Sechsstellig geht es bei Gagosian mit schwarz-weißen Richard-Avedon-Ikonen zu, aber auch Taryn Simon bekommt eine Chance mit der Arbeit „Zahra/Farah“, einer blutigen Filmszene mit der irakischen Schauspielerin Zahra Zubaidi als misshandeltes Opfer. Die Fraenkel Gallery aus San Francisco trumpft neben einem Portfolio von Sol LeWitt mit einer museumsreifen Präsentation von Diane Arbus auf, der gerade auch im Jeu de Paume eine Retrospektive gewidmet ist: Nicht nur viele Klassiker sind hier zu sehen, sondern auch einige selten gezeigte Preziosen wie das frühe Porträt von Susan Sontag mit ihrem Sohn David von 1965. 
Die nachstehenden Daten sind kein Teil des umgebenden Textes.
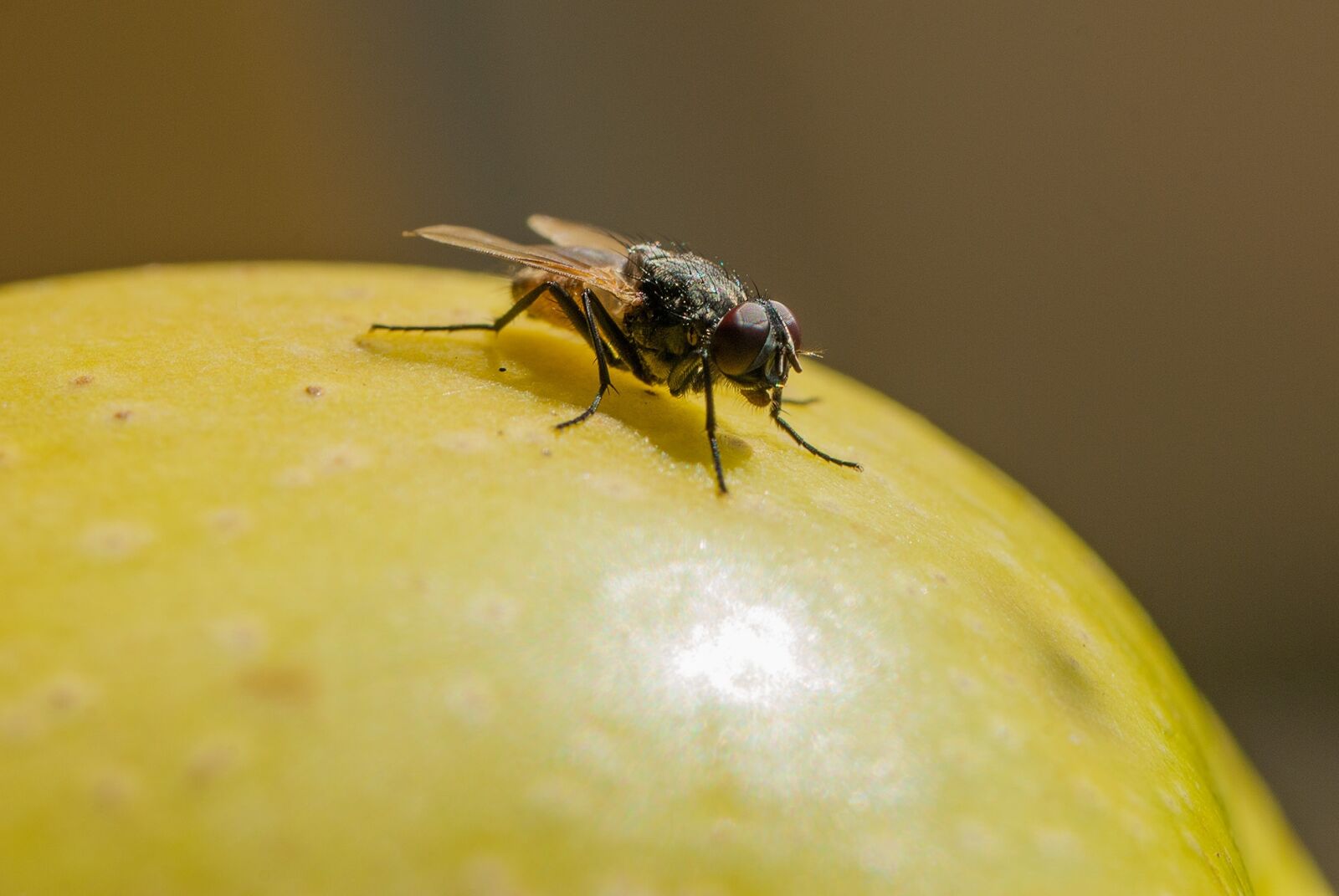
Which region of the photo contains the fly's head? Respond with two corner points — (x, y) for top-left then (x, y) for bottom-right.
(710, 299), (801, 404)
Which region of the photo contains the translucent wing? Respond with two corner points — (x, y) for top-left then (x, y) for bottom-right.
(404, 223), (636, 297)
(525, 214), (628, 257)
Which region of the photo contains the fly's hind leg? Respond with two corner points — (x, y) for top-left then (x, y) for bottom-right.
(772, 388), (862, 470)
(557, 289), (611, 430)
(368, 280), (587, 335)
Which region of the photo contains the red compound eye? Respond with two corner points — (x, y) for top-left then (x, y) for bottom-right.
(772, 301), (799, 351)
(711, 301), (771, 376)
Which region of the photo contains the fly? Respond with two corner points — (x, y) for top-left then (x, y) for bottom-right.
(371, 214), (861, 493)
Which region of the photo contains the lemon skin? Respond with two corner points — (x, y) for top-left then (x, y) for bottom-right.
(0, 264), (1330, 896)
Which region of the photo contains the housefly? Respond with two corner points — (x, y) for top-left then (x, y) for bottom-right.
(371, 214), (859, 493)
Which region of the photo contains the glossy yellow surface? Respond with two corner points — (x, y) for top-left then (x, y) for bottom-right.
(0, 264), (1328, 896)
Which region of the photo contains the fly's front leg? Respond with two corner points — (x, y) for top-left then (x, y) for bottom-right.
(701, 348), (728, 494)
(772, 388), (862, 470)
(557, 289), (609, 430)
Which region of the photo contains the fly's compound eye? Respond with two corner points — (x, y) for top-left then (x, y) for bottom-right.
(711, 301), (777, 376)
(772, 301), (799, 351)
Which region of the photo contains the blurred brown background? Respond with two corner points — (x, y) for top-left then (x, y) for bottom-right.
(0, 0), (1339, 878)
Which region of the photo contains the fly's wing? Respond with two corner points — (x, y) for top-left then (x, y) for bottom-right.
(525, 214), (629, 257)
(404, 223), (636, 301)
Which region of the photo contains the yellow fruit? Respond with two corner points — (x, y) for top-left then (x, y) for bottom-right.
(0, 264), (1330, 896)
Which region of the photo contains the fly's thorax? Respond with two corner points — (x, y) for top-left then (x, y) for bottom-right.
(625, 243), (747, 327)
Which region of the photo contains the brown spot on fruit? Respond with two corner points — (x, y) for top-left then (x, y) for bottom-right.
(239, 666), (316, 706)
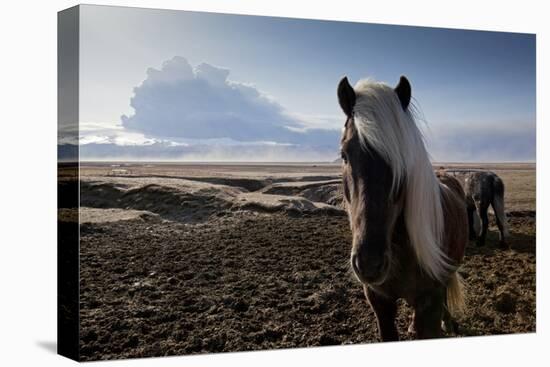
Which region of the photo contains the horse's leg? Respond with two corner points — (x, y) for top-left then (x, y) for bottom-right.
(442, 307), (458, 334)
(491, 198), (508, 248)
(364, 286), (399, 342)
(467, 206), (476, 241)
(414, 289), (445, 339)
(477, 201), (489, 246)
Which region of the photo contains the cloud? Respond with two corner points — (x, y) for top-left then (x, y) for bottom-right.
(427, 122), (536, 162)
(121, 57), (339, 146)
(75, 141), (335, 162)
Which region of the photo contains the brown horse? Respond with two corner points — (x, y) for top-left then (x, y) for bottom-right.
(338, 77), (468, 341)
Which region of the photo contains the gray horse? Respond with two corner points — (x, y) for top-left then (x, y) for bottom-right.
(464, 171), (508, 248)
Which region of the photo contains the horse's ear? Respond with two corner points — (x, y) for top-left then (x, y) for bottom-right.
(338, 76), (355, 117)
(394, 75), (411, 110)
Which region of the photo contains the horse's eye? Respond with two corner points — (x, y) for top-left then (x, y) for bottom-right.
(340, 150), (348, 163)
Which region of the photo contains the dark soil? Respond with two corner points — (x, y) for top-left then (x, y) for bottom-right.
(80, 213), (535, 360)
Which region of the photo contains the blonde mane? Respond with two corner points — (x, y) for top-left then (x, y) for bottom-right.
(353, 80), (452, 281)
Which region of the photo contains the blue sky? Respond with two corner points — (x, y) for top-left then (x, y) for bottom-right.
(75, 6), (536, 161)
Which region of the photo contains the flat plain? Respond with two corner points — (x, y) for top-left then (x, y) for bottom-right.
(60, 163), (536, 360)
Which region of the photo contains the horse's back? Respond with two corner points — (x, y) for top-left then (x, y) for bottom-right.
(437, 173), (468, 265)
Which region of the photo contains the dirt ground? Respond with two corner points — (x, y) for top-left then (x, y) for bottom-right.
(71, 166), (536, 360)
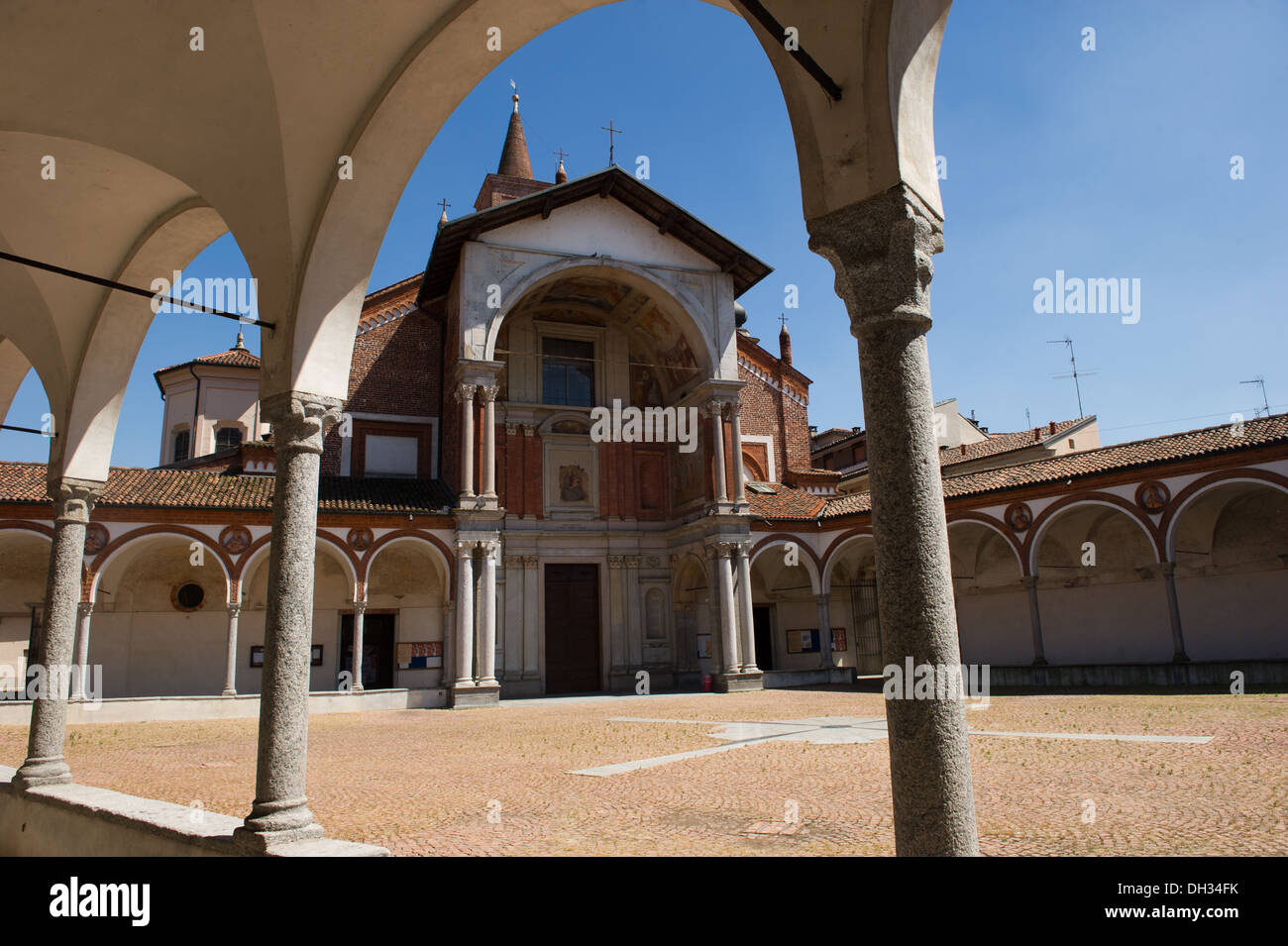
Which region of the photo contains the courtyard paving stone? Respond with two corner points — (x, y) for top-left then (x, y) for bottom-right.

Geradezu erschwinglich gibt sich Nan Goldin bei der Gitterman Gallery aus New York. Ihre Schwarzweiß-Fotografie „Colette in Her Mirror with Fans“ von 1974, eine nackte Prostituierte ausgestreckt in ihrer horizontalen Arbeitsumgebung, ist für 20.000 Euro zu haben. Bei den Londonern Hamiltons, die mit ihrem abgedunkelten Auftritt in elegant schwarz gehaltenen Interieurs ins Blickfeld geraten, schießen die Preise für Annie Leibovitz oder Irving Penn wieder in sechsstellige Höhen.

Aus Deutschland ist Camera Work angereist, mit Arbeiten von Herb Ritts, David Drebin und Robert Polidori. Steve Schapiro ließ es sich nehmen, persönlich vorbeizuschauen und Bücher zu signieren - eine Ausstellung mit seinen Bildern ist zur Zeit in den Räumen im heimatlichen Berlin zu sehen.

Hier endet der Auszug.